Reading a Document will wipe any existing contents clean before import. However, you can import objects from multiple files into a single Document object using Document.append(). This can be advantageous when you want to integrate multiple objects from different files into a single design. This kind of data integration is an important and useful feature of SBOL.

A Document may contain different types of SBOL objects, including ComponentDefinitions, ModuleDefinitions, Sequences, and Models. These objects are collectively referred to as TopLevel objects because they can be referenced directly from a Document. The total count of objects contained in a Document is determined using the len function. To view an inventory of objects contained in the Document, simply print it.

>>> len(doc)
31
>>> print(doc)
Attachment....................0
Collection....................0
CombinatorialDerivation.......0
ComponentDefinition...........25
Implementation................0
Model.........................0
ModuleDefinition..............2
Sequence......................4
Analysis......................0
Build.........................0
Design........................0
SampleRoster..................0
Test..........................0
Activity......................0
Agent.........................0
Plan..........................0
Annotation Objects............0
---
Total.........................31

Each SBOL object in a Document is uniquely identified by a special string of characters called a Uniform Resource Identifier (URI). A URI is used as a key to retrieve objects from the Document. To see the identities of objects in a Document, iterate over them using a Python iterator.

>>> for obj in doc:
...     print(obj)
...
http://sbols.org/CRISPR_Example/mKate_seq/1.0.0
http://sbols.org/CRISPR_Example/gRNA_b_nc/1.0.0
http://sbols.org/CRISPR_Example/mKate_cds/1.0.0
.
.

These objects are sorted into object stores based on the type of object.

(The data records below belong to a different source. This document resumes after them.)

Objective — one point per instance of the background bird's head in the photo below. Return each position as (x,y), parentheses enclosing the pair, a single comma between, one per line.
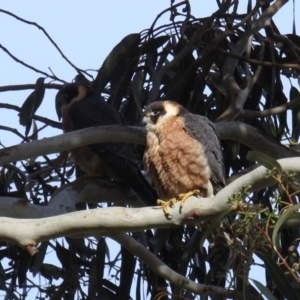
(69,94)
(159,111)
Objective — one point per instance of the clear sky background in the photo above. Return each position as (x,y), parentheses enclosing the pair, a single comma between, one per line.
(86,31)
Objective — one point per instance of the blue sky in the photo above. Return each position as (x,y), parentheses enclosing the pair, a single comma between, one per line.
(85,31)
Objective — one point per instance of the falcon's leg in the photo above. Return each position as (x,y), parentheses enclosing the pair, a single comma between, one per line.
(172,201)
(183,197)
(167,204)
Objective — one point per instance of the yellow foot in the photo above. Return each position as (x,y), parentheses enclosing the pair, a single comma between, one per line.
(183,197)
(166,204)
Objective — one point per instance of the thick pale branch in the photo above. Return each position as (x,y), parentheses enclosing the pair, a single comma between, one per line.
(229,130)
(116,220)
(91,190)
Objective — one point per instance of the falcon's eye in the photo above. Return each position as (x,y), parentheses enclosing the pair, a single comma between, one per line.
(155,113)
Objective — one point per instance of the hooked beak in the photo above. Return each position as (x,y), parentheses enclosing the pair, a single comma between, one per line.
(145,120)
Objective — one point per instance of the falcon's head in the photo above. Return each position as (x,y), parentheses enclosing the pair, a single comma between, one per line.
(68,94)
(158,112)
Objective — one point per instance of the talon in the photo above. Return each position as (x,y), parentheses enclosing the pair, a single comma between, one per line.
(166,204)
(184,196)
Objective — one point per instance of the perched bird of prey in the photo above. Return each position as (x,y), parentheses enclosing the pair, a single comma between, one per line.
(183,154)
(80,107)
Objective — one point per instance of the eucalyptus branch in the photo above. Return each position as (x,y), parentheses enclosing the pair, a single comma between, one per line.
(237,131)
(118,220)
(26,65)
(46,121)
(166,272)
(32,86)
(250,114)
(259,62)
(237,95)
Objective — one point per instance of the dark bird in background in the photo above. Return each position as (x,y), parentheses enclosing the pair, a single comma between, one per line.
(183,154)
(80,107)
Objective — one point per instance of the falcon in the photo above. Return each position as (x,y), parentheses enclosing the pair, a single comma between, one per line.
(80,107)
(183,154)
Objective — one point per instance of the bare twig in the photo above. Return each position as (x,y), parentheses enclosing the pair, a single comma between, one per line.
(166,272)
(26,65)
(250,114)
(47,121)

For example to view ComponentDefinition objects specifically, iterate through the Document.componentDefinitions store:

Similarly, you can iterate through Document.moduleDefinitions, Document.sequences, Document.models, or any top level object. The last type of object, Annotation Objects is a special case which will be discussed later.

These URIs are said to be sbol-compliant. An sbol-compliant URI consists of a scheme, a namespace, a local identifier (also called a displayId), and a version number. In this tutorial, we use URIs of the type http://sbols.org/CRISPR_Example/my_obj/1.0.0.0, where the scheme is indicated by http://, the namespace is http://sbols.org/CRISPR_Example, the local identifier is my_object, and the version is 1.0.0. SBOL-compliant URIs enable shortcuts that make the pySBOL API easier to use and are enabled by default. However, users are not required to use sbol-compliant URIs if they don’t want to, and this option can be turned off.

Based on our inspection of objects contained in the Document above, we can see that these objects were all created in the namespace http://sbols.org/CRISPR_Example. Thus, in order to take advantage of SBOL-compliant URIs, we set an environment variable that configures this namespace as the default. In addition we set some other configuration options.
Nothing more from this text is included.